Era martes por la mañana. Nunca a Álvaro se le olvidará aquella voz. Habían pasado ya tres años y cada día, a esa misma hora, los vellos se le encienden al recordar y más aún si el recuerdo coincide con cualquier inoportuna llamada de teléfono. Desde aquel entonces Álvaro se había convertido en el cuidador de su padre. El infarto y una posterior trombosis le habían dejado postrado en una cama. Tuvo que dejarlo todo, sus bellas amantes de joven y sus estudios de Bellas Artes para regresar al pueblo para cuidar de su padre. Además, la vida aún le depararía otra sorpresa cuando en las Navidades pasadas su madre sufrió una angina de pecho. Total, que Álvaro vio como en apenas tres años dejó de ser un proyecto de escultor a ser un cuidador a tiempo completo en su casa, con un padre postrado en la cama y con una madre a la que ahora había que mimar.
Álvaro había decidido este año ir a la aceituna porque necesitaba dinero. La casa de sus padres necesitaba adaptarse a las nuevas realidades asistenciales. Por eso le pidió a un amigo que le buscase sitio en una cuadrilla y fue en la de Juan. Había echado seis días completos en los que antes de irse a la gasolinera con su bici y su dinamo, se había levantado aún más temprano para prepararle a su padre y a su madre sus medicinas. Madrugaba para arreglar la casa para que su madre no tuviese siquiera que molestarse en eso. Como siempre, antes de salir por la puerta se cercioraba de que la caja de Cafinitrina estaba en la mesita de su padre, mientras que la caja de Bisoprolol estaba al alcance de su madre. Sin embargo, aquella séptima mañana no fue como siempre. Álvaro había caído rendido en la cama la noche anterior sin haber dejado las medicinas en su sitio. Sonó el despertador, como siempre, a las cinco y media de la mañana, pero esta vez fue diferente. Lo apagó y siguió durmiendo. Fue su madre la que lo llamó a pocos minutos antes de las siete. Álvaro salió de la casa como alma que se la lleva el diablo sin caer en la cuenta de que las cajas de medicinas las había metido, con las prisas, en la bolsa de la comida del día. Y fue en el Land Rover cuando antes de llegar al Cortijo del Cura vio que ambas estaban en la bolsa y por tanto, no donde tenían que estar como siempre.
Álvaro siguió corriendo.
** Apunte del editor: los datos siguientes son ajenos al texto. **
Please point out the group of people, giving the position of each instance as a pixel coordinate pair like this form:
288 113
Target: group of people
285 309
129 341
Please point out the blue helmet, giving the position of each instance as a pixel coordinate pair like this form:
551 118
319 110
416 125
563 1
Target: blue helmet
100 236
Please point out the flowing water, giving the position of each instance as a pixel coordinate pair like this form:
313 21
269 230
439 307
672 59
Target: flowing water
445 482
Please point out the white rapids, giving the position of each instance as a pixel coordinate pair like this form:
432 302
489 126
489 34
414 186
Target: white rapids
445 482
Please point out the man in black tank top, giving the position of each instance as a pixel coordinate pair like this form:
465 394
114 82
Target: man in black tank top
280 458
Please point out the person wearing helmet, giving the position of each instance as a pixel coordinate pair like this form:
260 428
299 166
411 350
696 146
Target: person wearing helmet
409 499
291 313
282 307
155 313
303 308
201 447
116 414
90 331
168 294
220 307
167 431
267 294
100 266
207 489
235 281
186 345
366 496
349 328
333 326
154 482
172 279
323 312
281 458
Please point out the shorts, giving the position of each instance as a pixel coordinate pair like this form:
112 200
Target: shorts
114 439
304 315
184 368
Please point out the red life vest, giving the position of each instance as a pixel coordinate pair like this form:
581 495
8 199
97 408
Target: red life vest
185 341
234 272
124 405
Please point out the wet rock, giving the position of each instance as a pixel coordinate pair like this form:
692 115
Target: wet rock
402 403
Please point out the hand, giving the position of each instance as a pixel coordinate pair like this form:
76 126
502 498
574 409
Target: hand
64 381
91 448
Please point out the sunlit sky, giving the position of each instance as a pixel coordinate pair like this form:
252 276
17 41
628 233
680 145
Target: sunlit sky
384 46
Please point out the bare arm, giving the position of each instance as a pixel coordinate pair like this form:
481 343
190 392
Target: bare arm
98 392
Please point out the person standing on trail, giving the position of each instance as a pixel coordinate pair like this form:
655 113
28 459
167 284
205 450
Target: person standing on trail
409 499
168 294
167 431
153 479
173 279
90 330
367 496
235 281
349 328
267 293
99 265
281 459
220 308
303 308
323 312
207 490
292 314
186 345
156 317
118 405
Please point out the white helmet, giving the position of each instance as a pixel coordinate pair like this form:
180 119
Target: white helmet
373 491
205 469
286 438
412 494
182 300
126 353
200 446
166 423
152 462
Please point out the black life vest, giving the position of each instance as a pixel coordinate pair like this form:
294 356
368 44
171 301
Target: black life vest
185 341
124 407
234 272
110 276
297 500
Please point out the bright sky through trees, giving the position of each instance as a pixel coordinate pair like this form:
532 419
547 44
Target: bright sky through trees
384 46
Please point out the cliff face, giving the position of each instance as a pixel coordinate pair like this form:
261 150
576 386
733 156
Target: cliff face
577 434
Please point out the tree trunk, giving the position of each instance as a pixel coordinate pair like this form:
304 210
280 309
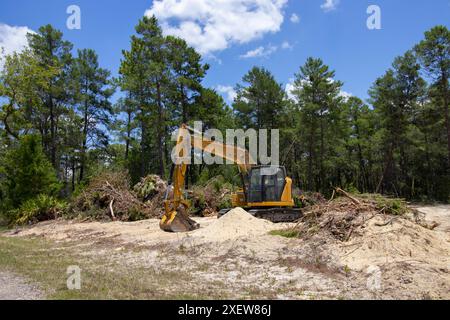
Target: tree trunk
84 143
447 118
52 132
160 129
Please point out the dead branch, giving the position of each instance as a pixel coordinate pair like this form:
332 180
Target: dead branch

Era joven y capaz de seguir corriendo, máxime cuando una urgencia como esta te hace sacar fuerzas de flaqueza. Llegó poco antes de las ocho y media a la gasolinera. Desabrochó su vieja bicicleta y emprendió camino de forma más urgente aún hasta su casa. Muy nervioso por todo, no acertaba para meter la llave en la cerradura de la casa. Sabía que dentro había una caja de más de cada medicina, pero necesitaba abrir ya la puerta. Era urgente. Tras varios intentos fallidos, propios por el agotamiento del esfuerzo y por el nerviosismo, al fin metió la llave. La giró a derechas, como siempre que quería abrir la puerta.
–¡Mamá, Papá!, ¡ya estoy aquí! –gritó nada más abrir el portón–. Tranquilos, que ya os doy vuestras medicinas. No os preocupéis.
Álvaro fue directo, sin mirar, al mueble del salón, ese en el que se guardan las cajas de medicinas. Buscó las que le habían recetado al padre para el infarto y para la angina de pecho de la madre. Traspapeló todo el cajón sin caer en la cuenta que hoy la casa olía a pan recién tostado, a café caliente.
–Hijo, ¿qué haces aquí? ¿Ha pasado algo en la aceituna? ¿Por qué estás tan alterado? –preguntó la madre –. Hijo, no busques las medicinas, como no estaban en la mesita he cogido las que había de repuesto en el armario. Ya se la he dado a tu padre y yo ya me he tomado la mía. Por cierto, he hecho tostadas. ¿Quieres que te ponga una con aceite?